Cosa dirà la gente (Hva vil folk si)
di iram Haq, con Maria Mozhdah, Adi Hussain – Norvegia/Germania/Svezia 2017, 106’
ven 4 maggio (18.00 – 21.15)
sab 5 maggio (17.30 – 20.30 – 22.30)
dom 6 maggio (15.30 – 17.30 – 20.30 – 22.30)
lun 7 maggio (15.30 – 20.30)
Oslo, la sedicenne Nisha vive una doppia vita. A casa con la sua famiglia è la figlia pakistana perfetta, ma quando è fuori con le sue amiche, si trasforma in una tipica adolescente norvegese. Un giorno viene sorpresa dal padre a letto con il suo fidanzato, e, a quel punto, i mondi separati della ragazza entrano brutalmente in conflitto fino al suo trasferimento forzato in Pakistan…

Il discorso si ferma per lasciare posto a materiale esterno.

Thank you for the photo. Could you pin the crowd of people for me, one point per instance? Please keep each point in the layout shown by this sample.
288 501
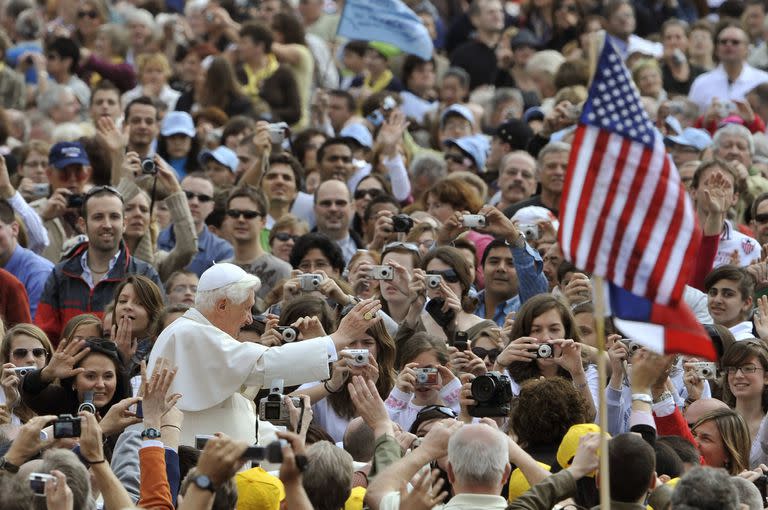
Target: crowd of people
248 263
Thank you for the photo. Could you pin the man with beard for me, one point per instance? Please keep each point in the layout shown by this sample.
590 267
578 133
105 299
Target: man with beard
333 210
86 281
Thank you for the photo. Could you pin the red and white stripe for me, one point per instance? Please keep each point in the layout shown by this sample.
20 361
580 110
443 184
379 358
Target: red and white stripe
625 216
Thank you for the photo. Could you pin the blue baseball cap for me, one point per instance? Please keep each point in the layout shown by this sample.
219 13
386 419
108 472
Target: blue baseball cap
68 153
178 123
357 133
474 146
691 137
222 155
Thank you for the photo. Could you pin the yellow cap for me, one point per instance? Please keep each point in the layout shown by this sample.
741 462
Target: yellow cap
258 490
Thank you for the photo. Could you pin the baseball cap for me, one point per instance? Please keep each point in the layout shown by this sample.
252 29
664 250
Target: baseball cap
514 132
570 443
225 274
223 155
178 123
457 110
691 137
475 146
357 133
68 153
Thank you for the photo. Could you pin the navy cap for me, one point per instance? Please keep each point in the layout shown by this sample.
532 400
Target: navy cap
68 153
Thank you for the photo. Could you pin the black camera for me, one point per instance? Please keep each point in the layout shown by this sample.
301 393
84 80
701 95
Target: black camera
66 425
402 223
75 201
493 393
148 166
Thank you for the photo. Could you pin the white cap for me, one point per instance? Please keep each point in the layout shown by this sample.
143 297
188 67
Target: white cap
223 275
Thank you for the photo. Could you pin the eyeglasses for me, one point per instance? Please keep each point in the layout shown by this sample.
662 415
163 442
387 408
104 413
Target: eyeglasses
745 369
201 197
285 236
248 215
362 193
482 353
37 352
448 275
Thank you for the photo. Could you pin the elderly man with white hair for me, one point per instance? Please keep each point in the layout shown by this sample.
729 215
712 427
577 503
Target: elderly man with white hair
218 376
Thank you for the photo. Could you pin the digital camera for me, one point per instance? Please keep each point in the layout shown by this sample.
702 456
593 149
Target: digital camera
288 333
402 223
37 482
273 409
382 272
310 282
66 425
493 394
705 369
358 357
433 281
426 377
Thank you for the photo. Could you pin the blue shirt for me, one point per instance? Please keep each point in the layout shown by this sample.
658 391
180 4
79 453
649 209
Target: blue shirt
531 281
210 249
32 270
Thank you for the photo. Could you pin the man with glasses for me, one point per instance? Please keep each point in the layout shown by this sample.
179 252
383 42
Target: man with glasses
733 78
86 281
246 215
333 210
210 247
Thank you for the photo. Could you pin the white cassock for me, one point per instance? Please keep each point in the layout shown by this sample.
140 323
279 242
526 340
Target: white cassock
218 376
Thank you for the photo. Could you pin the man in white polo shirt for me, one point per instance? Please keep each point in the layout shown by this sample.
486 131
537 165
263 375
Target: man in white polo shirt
733 78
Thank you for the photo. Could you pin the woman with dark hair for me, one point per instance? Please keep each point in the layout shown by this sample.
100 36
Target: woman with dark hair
546 343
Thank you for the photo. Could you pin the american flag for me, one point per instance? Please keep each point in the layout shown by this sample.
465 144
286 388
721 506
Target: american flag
624 214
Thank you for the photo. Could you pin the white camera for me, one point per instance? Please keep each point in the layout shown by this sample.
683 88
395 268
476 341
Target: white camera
473 220
383 273
358 357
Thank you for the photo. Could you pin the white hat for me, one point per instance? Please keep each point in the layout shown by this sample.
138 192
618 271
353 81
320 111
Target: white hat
224 275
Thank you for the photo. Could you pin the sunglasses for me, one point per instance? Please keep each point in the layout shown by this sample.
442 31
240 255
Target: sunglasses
482 353
37 352
202 198
285 236
248 215
362 193
448 275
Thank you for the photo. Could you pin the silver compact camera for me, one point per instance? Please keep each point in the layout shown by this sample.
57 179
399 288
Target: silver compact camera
544 351
383 273
310 282
358 357
273 408
473 220
433 281
705 369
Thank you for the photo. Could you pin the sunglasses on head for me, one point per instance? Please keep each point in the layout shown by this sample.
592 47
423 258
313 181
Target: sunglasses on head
372 193
482 353
448 275
37 352
248 215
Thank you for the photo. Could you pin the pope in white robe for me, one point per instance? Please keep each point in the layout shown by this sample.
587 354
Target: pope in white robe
218 376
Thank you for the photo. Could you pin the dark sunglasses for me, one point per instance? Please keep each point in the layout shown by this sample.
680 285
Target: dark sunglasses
285 236
248 215
362 193
448 275
202 198
482 353
37 352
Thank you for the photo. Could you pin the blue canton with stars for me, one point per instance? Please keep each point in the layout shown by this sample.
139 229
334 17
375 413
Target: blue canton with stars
614 103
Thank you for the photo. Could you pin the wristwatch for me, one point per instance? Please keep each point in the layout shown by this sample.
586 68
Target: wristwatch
150 433
204 483
5 465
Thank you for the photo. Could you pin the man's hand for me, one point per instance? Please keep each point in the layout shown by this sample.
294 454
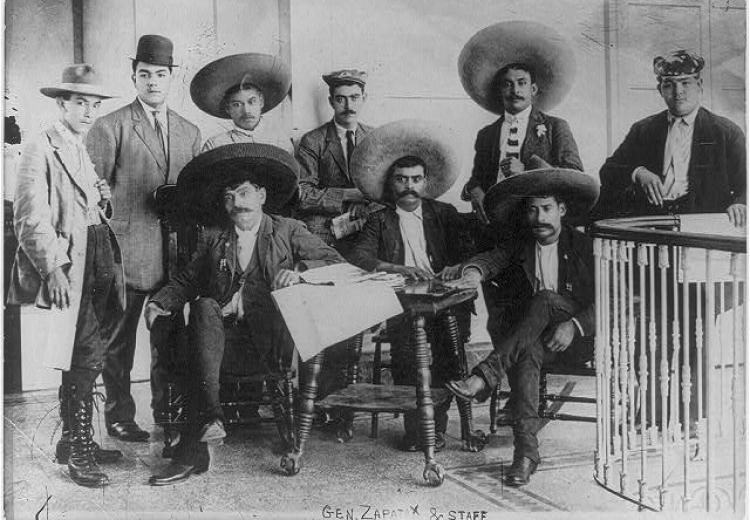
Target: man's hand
450 272
470 279
285 278
58 286
562 337
511 166
104 192
477 204
153 310
414 273
737 214
651 185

“Cosa dirà la gente” mette in scena perfettamente il contrasto culturale e sociale tra l’occidente e l’oriente. Il ruolo famigliare, centrale nel film, si mostra il contrario di ciò che dovrebbe in realtà essere secondo la società e cultura occidentale: non è un nido d’amore, un luogo di protezione per Nisha, ma tutt’altro, è una prigione che non le permette di vivere come vorrebbe e come dovrebbe. Il rapporto della protagonista, interpretata da una bravissima ed emergente Maria Mozhdah, con suo padre, interpretato da Hadil Hussain, è tangibilmente morboso e paradossale. Il genitore, rigido e severo nelle sue concezioni culturali, dimostra un amore malato verso una figlia che, pian piano, vede scivolare via anche quella libertà di pensiero che porta questi paesi a creare una forte gerarchia anche, e soprattutto, in base al sesso. La donna non ha potere, non sceglie ed è sottomessa. Il film racconta un singolo episodio che, tuttavia, è manifesto di molti altri che quotidianamente accadono nel mondo. La regia emozionale di Iram Haq ci ricorda quanto il suo lavoro sia vicino alla sua esperienza privata: “non sapevo come raccontare questa storia e ho voluto attendere di avere il coraggio per poterlo fare. Questo film è molto ispirato alla mia esperienza, ma non interamente. Purtroppo questa vicenda, ancora reale al giorno d’oggi per numerose ragazze in Norvegia e altrove nel mondo, parla di controllo sociale, dell’essere intrappolati in ciò che gli altri pensano e sentono e le conseguenze su di te. Al tempo stesso è la storia d’amore tra un padre e una figlia in conflitto perché appartengono a due mondi differenti”.